La loi de février 2005 implique que chaque élève reconnu en « situation de handicap » puisse bénéficier, au même titre que les autres jeunes de son âge, d’une véritable scolarité adaptée à ses besoins et ses difficultés.

Les modalités de déroulement de ce parcours font partie du « plan global de compensation » qui comprend, outre des mesures d’accompagnement, des aménagements matériels, la mise en place de médiations ou d’outils afin de compenser la réduction d’autonomie consécutive au handicap. À cet égard, les technologies numériques peuvent offrir un certain nombre d’outils intéressants et efficaces pour suppléer certaines incapacités ou optimiser des capacités altérées.

Cependant, ce qui fait la nouveauté principale de la loi de 2005, c’est qu’elle place le handicap moins du côté de l’enfant qui en est atteint que du côté du contexte qui fait obstacle à ses apprentissages. L’équipe pédagogique doit faire en sorte de lever ces obstacles, ce qui nécessite de repenser contexte et situation d’apprentissage à partir d’une analyse fine des besoins pour construire les réponses adéquates : « l’accessibilité pédagogique » implique l’invention de scénarios adaptés par les professeurs. Là encore, les technologies numériques peuvent apporter un gain d’accessibilité non négligeable, comme le montrent les présentations qui vont suivre : il s’agit principalement d’alléger le coût cognitif des tâches ou des activités indispensables à la manifestation de compétences scolaires, pour que l’élève puisse concentrer son énergie sur des apprentissages de plus haut niveau, constituant le cœur de cible des enseignements.
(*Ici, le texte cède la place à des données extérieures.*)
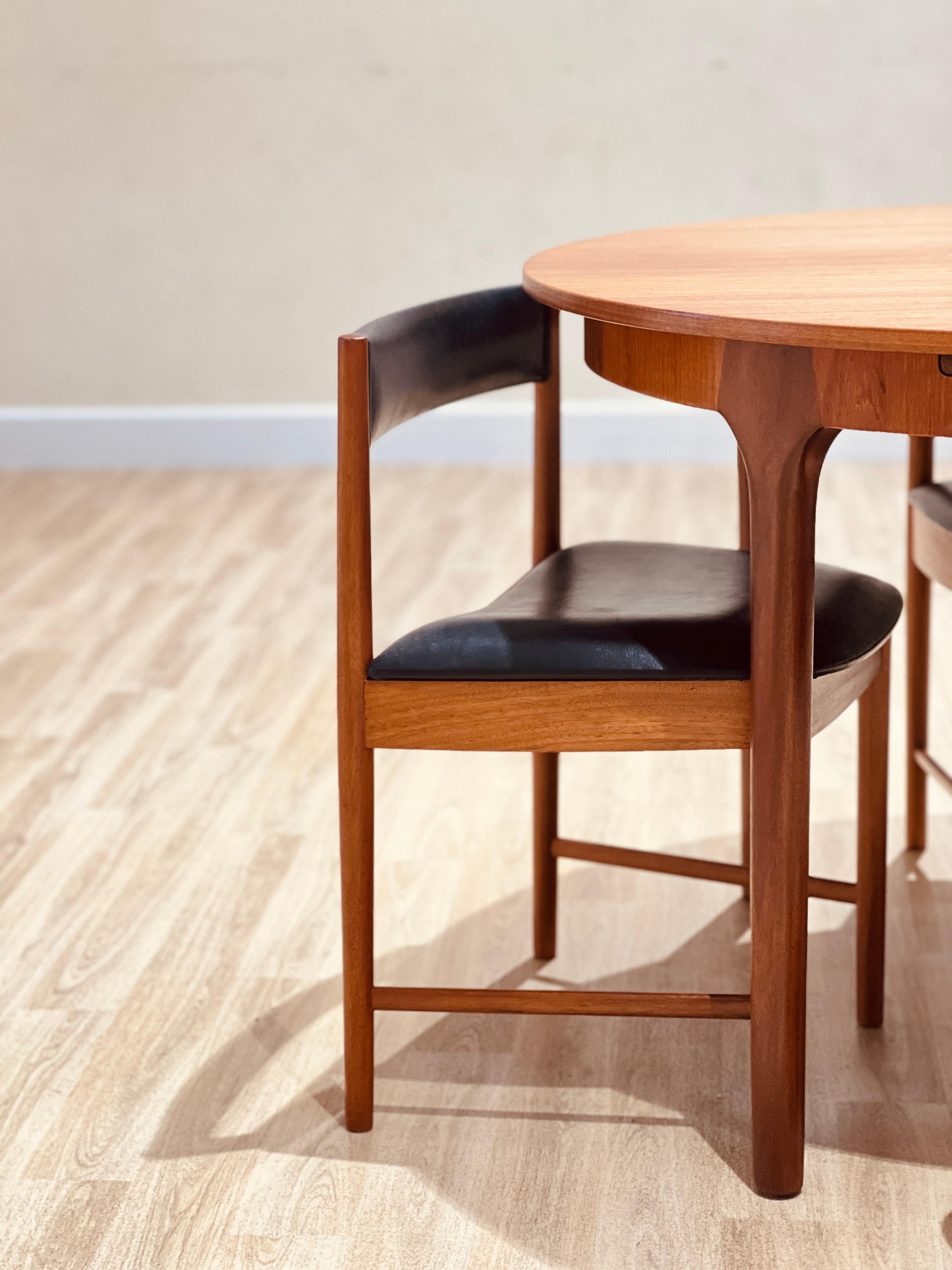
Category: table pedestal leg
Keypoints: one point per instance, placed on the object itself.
(768, 397)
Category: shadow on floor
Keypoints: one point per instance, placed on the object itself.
(865, 1089)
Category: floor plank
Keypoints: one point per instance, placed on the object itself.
(171, 1090)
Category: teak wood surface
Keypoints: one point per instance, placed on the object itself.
(172, 1083)
(792, 328)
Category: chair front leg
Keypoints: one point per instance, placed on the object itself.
(357, 901)
(545, 831)
(871, 845)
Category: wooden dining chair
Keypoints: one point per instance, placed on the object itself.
(930, 561)
(600, 647)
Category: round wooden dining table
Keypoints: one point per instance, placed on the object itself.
(792, 328)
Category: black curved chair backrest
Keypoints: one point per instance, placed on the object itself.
(441, 352)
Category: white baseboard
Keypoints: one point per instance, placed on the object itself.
(480, 431)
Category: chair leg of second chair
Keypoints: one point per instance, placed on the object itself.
(871, 846)
(545, 830)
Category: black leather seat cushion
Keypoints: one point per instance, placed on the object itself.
(935, 502)
(634, 611)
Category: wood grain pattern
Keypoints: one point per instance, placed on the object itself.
(502, 1001)
(557, 716)
(768, 397)
(356, 761)
(568, 716)
(871, 846)
(865, 280)
(546, 539)
(172, 1086)
(686, 867)
(870, 390)
(918, 609)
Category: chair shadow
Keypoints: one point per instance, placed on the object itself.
(871, 1078)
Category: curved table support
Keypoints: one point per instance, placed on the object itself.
(768, 397)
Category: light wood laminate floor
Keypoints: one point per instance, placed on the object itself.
(171, 1020)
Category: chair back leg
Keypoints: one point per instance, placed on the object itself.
(871, 846)
(918, 595)
(545, 831)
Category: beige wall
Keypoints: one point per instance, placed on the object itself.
(197, 196)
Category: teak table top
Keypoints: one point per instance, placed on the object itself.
(861, 280)
(792, 328)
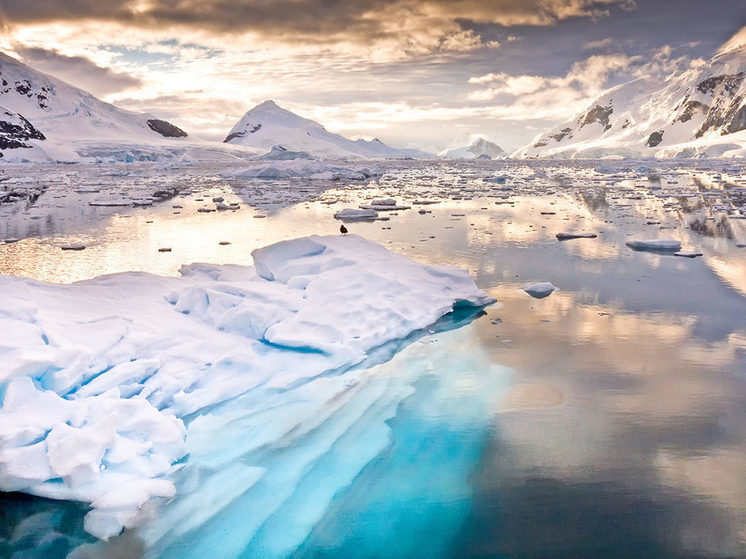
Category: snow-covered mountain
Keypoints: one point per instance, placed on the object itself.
(479, 148)
(42, 117)
(699, 112)
(268, 125)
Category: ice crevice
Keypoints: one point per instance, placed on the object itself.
(107, 385)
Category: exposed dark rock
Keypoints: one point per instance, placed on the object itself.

La numérisation des contenus, par ailleurs, qui se généralise, permet des adaptations multiples et différenciées, à partir d’outils très simples d’utilisation.

Mais pour l’élève handicapé, comme pour tout élève ordinaire, il n’y a pas d’outil ni de solution miracle : un outil n’a de valeur que s’il répond à des objectifs fixés dans le cadre d’une réflexion pédagogique en relation avec les élèves concernés. Ainsi, certaines nouveautés technologiques peuvent être préjudiciables à l’accessibilité quand elles rendent les gestes ou les activités plus confuses ou alourdissent la tâche. Il faut donc rester vigilant, et accompagner les usages par la formation et par la recherche. C’est bien, en effet, la mise en relation du diagnostic pédagogique effectué par l’enseignant avec les fonctionnalités repérées de l’outil qui peut conduire aux apprentissages et à la réussite de l’élève.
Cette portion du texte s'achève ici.